Schmidt v. Fourth Wall Restaurants, LLC

Schmidt v Fourth Wall Rests., LLC (2017 NY Slip Op 08295)
Schmidt v Fourth Wall Rests., LLC
2017 NY Slip Op 08295
Decided on November 22, 2017
Appellate Division, Second Department
Published by New York State Law Reporting Bureau pursuant to Judiciary Law § 431.
This opinion is uncorrected and subject to revision before publication in the Official Reports.


Decided on November 22, 2017 SUPREME COURT OF THE STATE OF NEW YORK Appellate Division, Second Judicial Department
RANDALL T. ENG, P.J.
REINALDO E. RIVERA
SHERI S. ROMAN
FRANCESCA E. CONNOLLY, JJ.

2016-12608
(Index No. 13179/14)

[*1]Susan Schmidt, appellant,

v

Fourth Wall Restaurants, LLC, et al., respondents.




Morton Povman, P.C., Forest Hills, NY (Bruce Povman of counsel), for appellant.

Andrea G. Sawyers, Melville, NY (Scott W. Driver of counsel), for respondents.



DECISION & ORDER

In an action to recover damages for personal injuries, the plaintiff appeals from an order of the Supreme Court, Queens County (Livote, J.), dated September 21, 2016, which granted the defendants' motion for summary judgment dismissing the complaint.

ORDERED that the order is affirmed, with costs.

The plaintiff alleges that she was drinking a cocktail at the defendants' restaurant when she bit into an olive and fractured her tooth on the pit. After depositions had been conducted, the defendants moved for summary judgment, contending that they could not be held liable under the reasonable expectation doctrine because the plaintiff should have reasonably anticipated the presence of a pit inside a whole olive.
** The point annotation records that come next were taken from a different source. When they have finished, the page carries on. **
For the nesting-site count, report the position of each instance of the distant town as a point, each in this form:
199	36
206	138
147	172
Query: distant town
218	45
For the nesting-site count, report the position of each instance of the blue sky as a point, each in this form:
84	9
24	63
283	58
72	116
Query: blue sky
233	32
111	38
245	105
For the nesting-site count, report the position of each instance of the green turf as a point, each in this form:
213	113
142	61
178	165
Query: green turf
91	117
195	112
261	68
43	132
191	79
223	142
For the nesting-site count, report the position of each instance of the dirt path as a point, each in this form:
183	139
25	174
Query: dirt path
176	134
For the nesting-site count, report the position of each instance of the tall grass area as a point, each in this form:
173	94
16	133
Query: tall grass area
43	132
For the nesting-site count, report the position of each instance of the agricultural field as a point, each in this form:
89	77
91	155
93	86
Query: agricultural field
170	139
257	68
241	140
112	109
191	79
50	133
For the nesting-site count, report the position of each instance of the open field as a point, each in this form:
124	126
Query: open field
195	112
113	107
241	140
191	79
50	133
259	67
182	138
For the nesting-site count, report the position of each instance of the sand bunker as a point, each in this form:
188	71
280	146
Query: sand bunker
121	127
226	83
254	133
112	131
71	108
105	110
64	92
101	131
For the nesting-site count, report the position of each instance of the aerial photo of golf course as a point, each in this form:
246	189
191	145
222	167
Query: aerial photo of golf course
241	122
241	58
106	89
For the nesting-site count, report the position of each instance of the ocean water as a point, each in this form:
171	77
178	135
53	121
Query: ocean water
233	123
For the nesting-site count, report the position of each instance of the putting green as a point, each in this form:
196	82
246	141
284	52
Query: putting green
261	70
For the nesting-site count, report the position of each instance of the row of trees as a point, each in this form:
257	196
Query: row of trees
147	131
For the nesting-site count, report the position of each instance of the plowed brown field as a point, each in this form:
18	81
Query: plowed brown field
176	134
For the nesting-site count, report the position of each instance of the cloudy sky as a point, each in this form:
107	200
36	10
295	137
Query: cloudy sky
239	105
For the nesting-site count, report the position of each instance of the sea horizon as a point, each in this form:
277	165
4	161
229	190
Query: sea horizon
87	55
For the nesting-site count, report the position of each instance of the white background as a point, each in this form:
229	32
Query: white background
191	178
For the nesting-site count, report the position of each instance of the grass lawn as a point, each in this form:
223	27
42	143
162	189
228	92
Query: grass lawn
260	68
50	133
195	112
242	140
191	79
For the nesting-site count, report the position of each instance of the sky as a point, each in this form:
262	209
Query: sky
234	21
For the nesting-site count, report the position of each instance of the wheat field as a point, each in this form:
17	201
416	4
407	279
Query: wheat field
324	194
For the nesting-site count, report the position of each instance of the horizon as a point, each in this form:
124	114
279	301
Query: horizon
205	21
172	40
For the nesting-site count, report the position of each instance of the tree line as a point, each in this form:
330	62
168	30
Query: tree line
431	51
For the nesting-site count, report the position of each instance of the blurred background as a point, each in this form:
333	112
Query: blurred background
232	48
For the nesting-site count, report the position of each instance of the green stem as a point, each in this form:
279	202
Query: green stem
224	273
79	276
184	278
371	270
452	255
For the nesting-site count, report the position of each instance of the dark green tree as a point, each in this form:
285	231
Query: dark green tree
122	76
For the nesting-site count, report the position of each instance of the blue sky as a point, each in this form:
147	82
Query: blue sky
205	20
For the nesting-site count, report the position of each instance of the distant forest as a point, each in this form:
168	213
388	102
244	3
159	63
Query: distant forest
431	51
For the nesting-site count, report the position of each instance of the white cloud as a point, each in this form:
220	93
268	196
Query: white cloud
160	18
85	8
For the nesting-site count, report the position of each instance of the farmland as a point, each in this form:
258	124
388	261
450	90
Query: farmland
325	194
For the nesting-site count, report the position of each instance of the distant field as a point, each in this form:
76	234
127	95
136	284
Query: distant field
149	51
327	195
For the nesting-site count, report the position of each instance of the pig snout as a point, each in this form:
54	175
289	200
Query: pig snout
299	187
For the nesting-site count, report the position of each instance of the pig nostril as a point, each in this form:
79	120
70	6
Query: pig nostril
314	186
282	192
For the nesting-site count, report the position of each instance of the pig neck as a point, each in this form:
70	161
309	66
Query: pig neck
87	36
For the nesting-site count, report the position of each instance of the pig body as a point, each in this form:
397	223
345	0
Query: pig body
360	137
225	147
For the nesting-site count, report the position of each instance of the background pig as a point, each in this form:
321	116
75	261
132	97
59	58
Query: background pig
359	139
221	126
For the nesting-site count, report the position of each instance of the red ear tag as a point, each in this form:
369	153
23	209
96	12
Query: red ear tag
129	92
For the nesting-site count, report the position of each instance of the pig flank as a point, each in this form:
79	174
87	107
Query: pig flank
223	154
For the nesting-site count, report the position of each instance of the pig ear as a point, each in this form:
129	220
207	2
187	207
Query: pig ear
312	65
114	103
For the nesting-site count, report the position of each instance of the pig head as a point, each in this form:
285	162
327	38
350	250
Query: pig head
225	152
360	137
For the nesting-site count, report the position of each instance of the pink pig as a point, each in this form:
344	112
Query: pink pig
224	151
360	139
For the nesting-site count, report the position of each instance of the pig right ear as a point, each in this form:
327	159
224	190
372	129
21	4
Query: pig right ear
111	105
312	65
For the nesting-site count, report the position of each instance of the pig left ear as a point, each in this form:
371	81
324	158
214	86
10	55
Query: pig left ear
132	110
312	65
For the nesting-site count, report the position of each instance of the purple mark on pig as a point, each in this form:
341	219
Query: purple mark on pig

The Supreme Court granted the defendants' motion, and the plaintiff appeals.

"The reasonable expectation' doctrine, as applied to an action to recover damages for common-law negligence, requires a restaurant owner to use ordinary care to remove from the food as served, such harmful substances as the consumer would not ordinarily anticipate" (Vitiello v Captain Bill's Rest., 191 AD2d 429, 429). Here, the defendants established their prima facie entitlement to judgment as a matter of law by demonstrating that the presence of a pit inside a whole olive is not a harmful substance that a consumer would not ordinarily anticipate (see Amiano v Greenwich Vil. Fish Co., Inc., 151 AD3d 484; Vitiello v Captain Bill's Rest., 191 AD2d 429; Kaplan v American Multi-Cinema, Inc., 21 Misc 3d 1103[A], 2008 NY Slip Op 51940[U] [Civ Ct, NY County]), and that they had no duty to warn that the olive was not pitted (see generally Torres v City of New York, 127 AD3d 1163, 1167; Porrazzo v Bumble Bee Foods, LLC, 822 F Supp 2d 406, 418). In opposition, the plaintiff failed to raise a triable issue of fact.

Accordingly, the Supreme Court properly granted the defendants' motion for summary judgment dismissing the complaint.

ENG, P.J., RIVERA, ROMAN and CONNOLLY, JJ., concur.